他只是垂眸,望著她,很想撫過她濡濕的睫毛。
魏惜急促的呼吸,呼出的都是熱氣,她的胸膛劇烈的起伏著,血往上涌,眼睛都是紅的,眼里的薛凜,也被鍍上一層模糊的紅色。
“你知道對吧,你不看是因為你知道不是我”
薛凜嘴唇動了動“我知道。”
魏惜點點頭,滿意地笑了,她松開薛凜,手掌發抖地撐著桌子“我都已經做好反訴誹謗的準備了,沒想到這么輕松就解決了,你是親眼見證她怎么污蔑我的,讓她給我道歉。”
薛凜嗓音沙啞,恨不得什么都應她“好。”
韓春平義憤填膺“道歉就完了必須通報批評,嚴肅處理”
“然后。”魏惜頓了頓,目光變得鋒利,尖銳,她抬手一直窗外食堂的方向,“我中午在小樹林那兒吐了,讓她用羽絨服去擦干凈。”
她畢竟才十七歲,她實在控制不住,沒法在韓春平面前裝了。
她只覺得自己再不發泄,就要脾臟破裂,爆炸了。
薛凜心里咯噔一下,仿佛終于有塊石頭落地,卻是他絕不想看到的石頭。
她在提九個月前的事,那是他們無法跨過去的坎,在矛盾到了極致時,就會成為最有力的炸藥。
“她還在病床上躺著,我會讓她父母給你個交代的。
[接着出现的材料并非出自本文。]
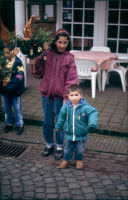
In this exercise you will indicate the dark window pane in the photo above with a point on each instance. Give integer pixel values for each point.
(77, 30)
(89, 4)
(112, 45)
(113, 16)
(88, 43)
(113, 4)
(67, 15)
(88, 30)
(89, 16)
(8, 15)
(123, 32)
(112, 31)
(67, 4)
(123, 46)
(78, 4)
(77, 44)
(67, 27)
(78, 15)
(124, 17)
(124, 4)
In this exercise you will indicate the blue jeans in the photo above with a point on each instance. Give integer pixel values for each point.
(10, 101)
(52, 107)
(79, 150)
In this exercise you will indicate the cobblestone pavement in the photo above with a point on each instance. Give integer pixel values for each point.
(31, 176)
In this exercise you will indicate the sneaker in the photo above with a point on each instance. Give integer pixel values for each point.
(7, 128)
(64, 164)
(19, 130)
(79, 164)
(58, 154)
(47, 151)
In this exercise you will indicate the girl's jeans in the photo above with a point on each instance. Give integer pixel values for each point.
(79, 150)
(52, 107)
(10, 101)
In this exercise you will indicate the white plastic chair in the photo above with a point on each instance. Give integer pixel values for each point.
(120, 70)
(98, 48)
(84, 72)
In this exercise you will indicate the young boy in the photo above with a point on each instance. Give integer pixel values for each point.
(13, 88)
(77, 116)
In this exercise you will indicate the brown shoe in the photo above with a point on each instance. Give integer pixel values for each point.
(79, 164)
(64, 164)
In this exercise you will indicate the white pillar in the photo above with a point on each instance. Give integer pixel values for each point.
(19, 25)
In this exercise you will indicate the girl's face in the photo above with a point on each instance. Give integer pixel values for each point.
(61, 43)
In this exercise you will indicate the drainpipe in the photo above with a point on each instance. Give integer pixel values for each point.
(19, 25)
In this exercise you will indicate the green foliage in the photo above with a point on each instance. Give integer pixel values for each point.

”薛凜盡量溫聲溫語,平復她的情緒。
可魏惜就撐著一口氣,也能斗志昂揚,咄咄逼人。
她盯著他,仿佛盯著敵對陣營的主將,情緒是灼灼燃燒的戰火,戰鼓敲響,就必定鮮血淋漓,絕不回頭。
“做不到是吧,你以為我家里落魄沒人撐腰,在盛華一中你們就可以一手遮天是吧”
韓春平傻眼了。
她從來沒見過魏惜這一面,在她的印象里,薛凜是佻達張狂的,魏惜是文靜溫柔的。
可現在,是魏惜在大聲質問,咄咄逼人,而薛凜一直低聲撫慰,任由她發泄。
奇怪,這件事跟薛凜扯不上關系,魏惜怎么也沒理由朝他發脾氣。
韓春平心一沉,察覺了什么。
薛凜眼中閃過一絲痛色,嗓音沙啞“魏惜,我不是你的敵人,別這么說。”
“那你讓她擦”魏惜雙眼猩紅,高燒讓她口中滿是苦澀。
薛凜沉默。
他沒法把西堯從病床上扯下來去擦水泥地,哪怕西堯不在病床上,他也做不到。
他也沒法承接魏惜的憤怒和委屈,發生的事情就是發生了,不管多后悔,他都不能回到過去,抱著地下一層那個孤立無援的她。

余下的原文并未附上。